Will a telehealth model effectively engage adolescents with obesity and their parents to participate in their treatment plan?
Do GLP-1 agonist medications work to improve weight status and reduce or eliminate comorbidities in adolescents?
I’ve worked for over two decades as a community pediatrician to address the childhood and adolescent obesity epidemic. I can say with full certainty, when it comes to adolescents, we aren’t getting anywhere. With the COVID-19 pandemic, the rates of adolescents with obesity, eating disorders, mental health diagnoses, and health disparities have increased. It’s imperative that we adopt a new approach.
As a medical director of a weight management program at a Children’s Hospital, I found it was difficult to engage adolescents due to high attrition, low program adherence, and low attendance rates. There were no effective treatments offered other than bariatric surgery, but it is drastic and not feasible for most adolescent patients. When I was told to refer adolescents to the bariatric pathway at their first visit, I knew my values and vision didn’t align with a corporate profit-only driven system.
Approximately 14.4 million U.S. children and adolescents have obesity.1 The TODAY2 Study showed the incidence of type 2 diabetes in youth increased in parallel with obesity.2 In 2022, the FDA approved once-weekly semaglutide for adolescents with obesity.3
In 2023, the AAP released the Clinical Practice Guidelines (CPG) for the evaluation and treatment of children and adolescents with obesity.4 Pediatricians are called to integrate: comprehensive obesity treatment; comprehensive patient history; family-based treatment; Intensive Health Behavior and Lifestyle Treatment (IHBLT); and longitudinal care.
Due to a lack of obesity training, time, and minimal reimbursement for obesity services, it is not feasible for most pediatricians to implement the AAP Clinical Practice Guidelines.

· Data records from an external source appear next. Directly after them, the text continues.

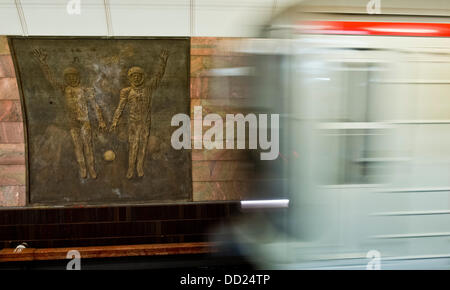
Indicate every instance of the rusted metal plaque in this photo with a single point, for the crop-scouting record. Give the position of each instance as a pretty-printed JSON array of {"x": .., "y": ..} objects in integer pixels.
[{"x": 98, "y": 115}]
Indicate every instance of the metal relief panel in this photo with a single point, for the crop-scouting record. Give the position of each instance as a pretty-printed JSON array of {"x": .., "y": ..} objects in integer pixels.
[{"x": 98, "y": 115}]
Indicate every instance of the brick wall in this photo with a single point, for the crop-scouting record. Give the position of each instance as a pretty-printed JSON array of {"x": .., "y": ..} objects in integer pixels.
[
  {"x": 12, "y": 147},
  {"x": 216, "y": 174}
]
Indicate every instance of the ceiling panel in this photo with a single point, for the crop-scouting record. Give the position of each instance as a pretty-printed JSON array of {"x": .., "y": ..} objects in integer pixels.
[
  {"x": 9, "y": 18},
  {"x": 150, "y": 18},
  {"x": 51, "y": 17},
  {"x": 231, "y": 18}
]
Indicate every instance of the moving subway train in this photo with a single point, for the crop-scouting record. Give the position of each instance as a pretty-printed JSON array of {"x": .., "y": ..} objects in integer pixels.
[{"x": 364, "y": 101}]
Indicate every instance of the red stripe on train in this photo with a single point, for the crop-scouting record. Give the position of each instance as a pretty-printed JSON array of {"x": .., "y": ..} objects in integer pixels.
[{"x": 375, "y": 28}]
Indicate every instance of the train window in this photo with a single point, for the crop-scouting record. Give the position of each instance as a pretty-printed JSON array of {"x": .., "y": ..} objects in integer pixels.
[{"x": 354, "y": 141}]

Many pediatricians will not prescribe GLP-1 medications for adolescents because of a lack of experience and the time it takes to write prior authorizations and file appeals. Access issues should also include the lack of physicians who prescribe GLP-1 medications for adolescents.
When clinical obesity programs are available within communities, there are barriers that impact outcomes. Weight stigma, time out of school and work, and travel distance result in poor patient retention in clinical obesity programs.5 A telehealth model has the potential to mitigate some of the barriers to treatment and improve weight management outcomes for children and adolescents.
Methods:
To address access and to determine positive treatment outcomes, I founded metabolic telehealth for children and adolescents ages 5 to 21 years in 2022. The practice is licensed in 15 states. The model includes initial telehealth consultation, follow-up appointments, and medication checks. The initial consultation includes a comprehensive patient history and a treatment plan. The Health Yourself group coaching course supports family-centered behavior change as the IHBLT component. Program evaluation is measured using a database to evaluate demographics, accessibility, and treatment outcomes.
Results:
Demographics:
- Of the 44 patients seen for consultation, 34% are from rural areas (population less than 10,000). 77% of patients identify as female and 23% identify as male.
- Of the different classes of obesity, 43% Class I obesity (BMI 30 – 34.9), 21% Class II obesity (BMI 35-39.9), and 16% Class III or severe obesity (BMI 40 or higher).
- 7% of patients had a BMI of 27 to 30 with a comorbidity, meeting the FDA criteria for prescribing semaglutide.
- The most common comorbidities are prediabetes and dyslipidemia.
Accessibility:
- 34% had one visit; 20% had two visits; 46% had three or more visits
Treatment/outcomes:
-
- 38 (86.4%) patients were prescribed GLP-1
- 20 of the 38 (53%) Prior Authorization was denied by their insurance plan.
- 11 of the 20 denied (55%) opted to pay out of pocket for the GLP-1 medication.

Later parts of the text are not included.